I don't know where you were, but on the two days of actual snow in Vancouver, I still saw bikes. Fact - Vancouver leads North America on actual work commuter trips by bike per population, so I guess nwtl may be right - build them and they will come.

My numbers are sourced from actual transportation data and not simply grasped at by perceived stable genius - something I think some of you may be heavily relying on.
 

Hugh Jass

Banned
May 12, 2015
339
1
16
I don't know where you were, but on the two days of actual snow in Vancouver, I still saw bikes. Fact - Vancouver leads North America on actual work commuter trips by bike per population, so I guess nwtl may be right - build them and they will come.

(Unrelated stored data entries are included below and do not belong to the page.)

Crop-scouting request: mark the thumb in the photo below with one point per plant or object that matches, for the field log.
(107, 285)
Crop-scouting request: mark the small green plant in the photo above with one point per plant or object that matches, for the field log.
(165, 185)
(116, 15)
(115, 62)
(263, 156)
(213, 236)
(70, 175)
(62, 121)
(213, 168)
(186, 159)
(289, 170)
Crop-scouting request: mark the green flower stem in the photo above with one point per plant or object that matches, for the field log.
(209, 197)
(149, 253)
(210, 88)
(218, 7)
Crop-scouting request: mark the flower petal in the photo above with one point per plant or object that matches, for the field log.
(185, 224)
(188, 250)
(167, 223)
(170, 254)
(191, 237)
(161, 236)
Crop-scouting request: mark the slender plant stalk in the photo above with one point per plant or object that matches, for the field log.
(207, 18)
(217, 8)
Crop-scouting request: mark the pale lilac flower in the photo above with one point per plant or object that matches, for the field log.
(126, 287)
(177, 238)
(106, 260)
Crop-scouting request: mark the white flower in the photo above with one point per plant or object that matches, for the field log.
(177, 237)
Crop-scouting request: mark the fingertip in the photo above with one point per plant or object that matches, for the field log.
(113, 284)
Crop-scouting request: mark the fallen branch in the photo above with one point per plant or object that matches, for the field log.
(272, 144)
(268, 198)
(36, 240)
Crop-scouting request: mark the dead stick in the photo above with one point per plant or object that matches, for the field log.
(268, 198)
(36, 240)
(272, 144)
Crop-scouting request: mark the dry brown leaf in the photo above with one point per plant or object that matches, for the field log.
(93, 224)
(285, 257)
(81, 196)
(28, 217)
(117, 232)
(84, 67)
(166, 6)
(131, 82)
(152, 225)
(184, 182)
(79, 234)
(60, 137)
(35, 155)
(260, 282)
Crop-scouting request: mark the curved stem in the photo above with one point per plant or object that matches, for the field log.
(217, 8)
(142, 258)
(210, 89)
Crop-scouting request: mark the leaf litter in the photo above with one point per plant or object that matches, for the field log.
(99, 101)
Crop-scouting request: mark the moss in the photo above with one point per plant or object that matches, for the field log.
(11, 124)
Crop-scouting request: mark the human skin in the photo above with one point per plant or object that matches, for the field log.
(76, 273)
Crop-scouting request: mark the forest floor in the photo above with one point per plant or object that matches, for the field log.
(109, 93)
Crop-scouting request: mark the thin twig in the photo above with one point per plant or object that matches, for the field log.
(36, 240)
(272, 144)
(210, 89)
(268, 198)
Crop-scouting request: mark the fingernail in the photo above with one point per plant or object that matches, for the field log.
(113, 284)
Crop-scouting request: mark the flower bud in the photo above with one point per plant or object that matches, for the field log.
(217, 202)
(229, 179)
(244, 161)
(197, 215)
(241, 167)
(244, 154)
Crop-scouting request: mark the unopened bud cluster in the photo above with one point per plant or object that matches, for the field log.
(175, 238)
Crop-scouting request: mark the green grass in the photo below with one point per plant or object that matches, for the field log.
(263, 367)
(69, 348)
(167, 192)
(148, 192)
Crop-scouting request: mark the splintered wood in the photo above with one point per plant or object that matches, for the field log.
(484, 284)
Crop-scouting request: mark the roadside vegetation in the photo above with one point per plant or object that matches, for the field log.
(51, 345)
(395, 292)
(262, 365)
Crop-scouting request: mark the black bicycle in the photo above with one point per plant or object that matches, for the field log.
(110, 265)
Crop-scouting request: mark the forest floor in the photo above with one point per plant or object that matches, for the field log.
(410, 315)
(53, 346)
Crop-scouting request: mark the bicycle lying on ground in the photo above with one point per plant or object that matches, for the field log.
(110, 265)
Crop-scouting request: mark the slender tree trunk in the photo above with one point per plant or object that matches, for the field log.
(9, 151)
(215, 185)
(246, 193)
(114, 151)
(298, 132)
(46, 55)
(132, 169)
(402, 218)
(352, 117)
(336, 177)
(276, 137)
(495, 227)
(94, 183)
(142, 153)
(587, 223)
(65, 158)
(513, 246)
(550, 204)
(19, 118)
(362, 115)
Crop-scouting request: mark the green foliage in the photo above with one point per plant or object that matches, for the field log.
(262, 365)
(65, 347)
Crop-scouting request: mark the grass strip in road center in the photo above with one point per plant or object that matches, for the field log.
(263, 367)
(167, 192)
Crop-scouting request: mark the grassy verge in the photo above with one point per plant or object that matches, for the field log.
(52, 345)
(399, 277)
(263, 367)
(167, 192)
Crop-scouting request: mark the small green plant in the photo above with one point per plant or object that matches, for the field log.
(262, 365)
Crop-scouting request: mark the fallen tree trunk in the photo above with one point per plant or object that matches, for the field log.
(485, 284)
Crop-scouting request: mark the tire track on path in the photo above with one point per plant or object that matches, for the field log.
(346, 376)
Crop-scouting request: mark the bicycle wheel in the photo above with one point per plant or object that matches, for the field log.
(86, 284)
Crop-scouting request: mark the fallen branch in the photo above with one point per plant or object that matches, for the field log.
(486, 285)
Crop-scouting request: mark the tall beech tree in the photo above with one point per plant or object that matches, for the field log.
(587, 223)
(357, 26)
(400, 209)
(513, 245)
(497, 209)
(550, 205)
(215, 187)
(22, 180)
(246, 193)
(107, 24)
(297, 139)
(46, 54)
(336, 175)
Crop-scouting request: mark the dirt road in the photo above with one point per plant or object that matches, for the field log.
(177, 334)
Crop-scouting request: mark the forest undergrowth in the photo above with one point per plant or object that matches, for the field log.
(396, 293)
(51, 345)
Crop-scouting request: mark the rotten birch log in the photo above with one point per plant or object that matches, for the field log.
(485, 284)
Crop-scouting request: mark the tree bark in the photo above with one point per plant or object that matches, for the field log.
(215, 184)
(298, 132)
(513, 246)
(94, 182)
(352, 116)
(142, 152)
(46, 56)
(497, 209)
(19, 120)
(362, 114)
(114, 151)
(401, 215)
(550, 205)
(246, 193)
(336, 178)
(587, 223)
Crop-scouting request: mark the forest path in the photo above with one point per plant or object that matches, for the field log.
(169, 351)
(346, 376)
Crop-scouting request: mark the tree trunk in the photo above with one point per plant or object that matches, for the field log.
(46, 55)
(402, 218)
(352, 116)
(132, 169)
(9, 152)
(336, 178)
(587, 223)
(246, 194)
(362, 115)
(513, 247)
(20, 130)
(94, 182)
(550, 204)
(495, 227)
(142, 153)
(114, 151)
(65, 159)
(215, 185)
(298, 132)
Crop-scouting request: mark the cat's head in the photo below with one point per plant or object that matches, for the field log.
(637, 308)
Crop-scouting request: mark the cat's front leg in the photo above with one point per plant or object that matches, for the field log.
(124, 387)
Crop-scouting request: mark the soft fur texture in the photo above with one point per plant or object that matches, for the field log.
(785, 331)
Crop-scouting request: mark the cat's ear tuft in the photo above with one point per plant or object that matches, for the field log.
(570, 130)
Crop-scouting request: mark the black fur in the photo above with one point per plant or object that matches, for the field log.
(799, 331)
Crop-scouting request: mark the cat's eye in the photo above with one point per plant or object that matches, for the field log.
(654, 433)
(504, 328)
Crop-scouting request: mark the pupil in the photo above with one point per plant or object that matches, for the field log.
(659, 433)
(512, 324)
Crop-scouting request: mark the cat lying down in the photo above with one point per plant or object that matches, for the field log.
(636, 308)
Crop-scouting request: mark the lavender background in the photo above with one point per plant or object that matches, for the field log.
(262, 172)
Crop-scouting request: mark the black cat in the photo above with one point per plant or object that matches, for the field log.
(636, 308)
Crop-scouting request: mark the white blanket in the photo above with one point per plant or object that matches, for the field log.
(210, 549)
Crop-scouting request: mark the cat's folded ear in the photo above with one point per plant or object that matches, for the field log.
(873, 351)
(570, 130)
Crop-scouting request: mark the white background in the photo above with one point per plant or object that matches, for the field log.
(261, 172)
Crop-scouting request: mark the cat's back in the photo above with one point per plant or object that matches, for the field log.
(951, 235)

My numbers are sourced from actual transportation data and not simply grasped at by perceived stable genius - something I think some of you may be heavily relying on.
Actual transportation data that admits it may not be accurate and fills in gaps with estimations, and could quite conceivably be doctored to support a position as its done by those who designed them..the City of Vancouver Engineering Department under the thumb of Mayor Moonbeams administration. Its hard to imagine Mayor Moonbeam allowing any statistics to be unveiled that do not support the position of one of his pet projects. I trust those stats as much as I do the Law Society, Police Department or Teachers Union to discipline their own members without prejudice.

Aside from which when Im in Vancouver I am all over the city from Union Street to Burrard, down Hornby, along Dunsmuir and visual interpretations give you a much better picture of exactly how sparse the useage can be better than a table of figures.